I’m always comparing my sons with my friends’ sons. What can I do?

I’m always comparing my sons with my friends’ sons. What can I do?

The first thing I would ask you is whether you’re a perfectionist – and hard on yourself as well. And the reason I ask is because accepting others for who they are begins with self-acceptance. It’s common for people to be oblivious to the fact that they have yet to fully embrace themselves, faults, qualities and all. Perhaps it may help you to think about whether you avoid situations where you may fail, or where you won’t be in control. These are warning signs that you hang on to a way of believing how things ‘should’ be, rather than accepting them the way they are.

Mind you, acceptance is NOT passivity. It doesn’t mean you don’t take action. Quite the contrary. When you accept things, AND have hope, you become empowered for action. When you don’t accept things, you fight against reality – and when you don’t have hope, you give up.

So how do you accept and work towards change? Notice the Good.

So for example, when you catch yourself comparing your sons to other boys, become aware of the fact that you’re comparing, and bring greater balance to the situation by focusing on 1-3 good things about your sons, however small they may appear to be. Are they kind, creative, organized… Beware of perfectionism – don’t discard their positive qualities or abilities because they don’t meet your standards. In fact, let you sons know what you admire about them, so they make it part of their identity. Remember, our children rise up to whatever label we place on them. You call them irresponsible, and they’ll become so. You call them uncaring, and they’ll steadily stop being loving.

Once you’ve created this warm and accepting environment in your home, you can gently talk to them about what they can do to grow and improve. But please don’t rush into this. If you’ve been critical for a long time, first let the trust develop by making home a place of love, warmth and acceptance. I’ve seen enough clients who grew up without this – and how they suffer with low self-worth for the rest of their lives.

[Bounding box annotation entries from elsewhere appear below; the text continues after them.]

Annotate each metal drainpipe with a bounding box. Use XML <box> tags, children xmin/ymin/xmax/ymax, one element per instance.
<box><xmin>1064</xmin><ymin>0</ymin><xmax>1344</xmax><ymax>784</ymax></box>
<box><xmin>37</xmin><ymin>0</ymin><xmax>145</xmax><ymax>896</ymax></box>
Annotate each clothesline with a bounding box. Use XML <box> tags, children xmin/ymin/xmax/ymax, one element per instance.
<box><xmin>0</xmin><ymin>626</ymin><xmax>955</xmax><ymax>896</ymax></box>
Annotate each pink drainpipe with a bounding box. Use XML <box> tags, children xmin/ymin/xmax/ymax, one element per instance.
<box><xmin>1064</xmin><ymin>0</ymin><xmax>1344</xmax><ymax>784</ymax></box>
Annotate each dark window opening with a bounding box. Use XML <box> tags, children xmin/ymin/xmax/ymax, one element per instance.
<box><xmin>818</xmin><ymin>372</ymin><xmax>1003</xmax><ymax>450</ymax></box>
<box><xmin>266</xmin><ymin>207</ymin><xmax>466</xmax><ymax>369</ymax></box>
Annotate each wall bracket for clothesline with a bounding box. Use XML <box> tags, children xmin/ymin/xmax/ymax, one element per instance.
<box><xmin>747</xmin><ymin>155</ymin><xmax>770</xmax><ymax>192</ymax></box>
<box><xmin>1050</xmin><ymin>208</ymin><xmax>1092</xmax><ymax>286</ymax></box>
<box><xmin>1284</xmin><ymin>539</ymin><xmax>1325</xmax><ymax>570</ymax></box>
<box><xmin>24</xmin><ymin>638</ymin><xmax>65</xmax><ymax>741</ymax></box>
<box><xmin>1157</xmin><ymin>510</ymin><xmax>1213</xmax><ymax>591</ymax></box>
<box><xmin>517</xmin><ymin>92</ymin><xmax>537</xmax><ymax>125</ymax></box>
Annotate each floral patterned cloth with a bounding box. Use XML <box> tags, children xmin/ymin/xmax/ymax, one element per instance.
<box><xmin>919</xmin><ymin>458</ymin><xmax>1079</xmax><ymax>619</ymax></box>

When you do get to the stage of nurturing the desire to rise to their best selves, let them lead the way. Don’t tell them what you want, but ask them to think of what and who they would like to become based on their values, opportunities, talents etc. We’re all hard wired to want to grow and improve, and as parents the best thing we can do is provide the right environment of acceptance for this to happen.

One final word of warning – it takes time to change old habits. Begin right now and be consistent in your efforts. There will be moments when you’ll react and that’s normal. Just be kind to yourself and remind yourself that you’re doing the best you can. This is how you will provide yourself with the acceptance you need to overcome your weaknesses and self-transform. All the best!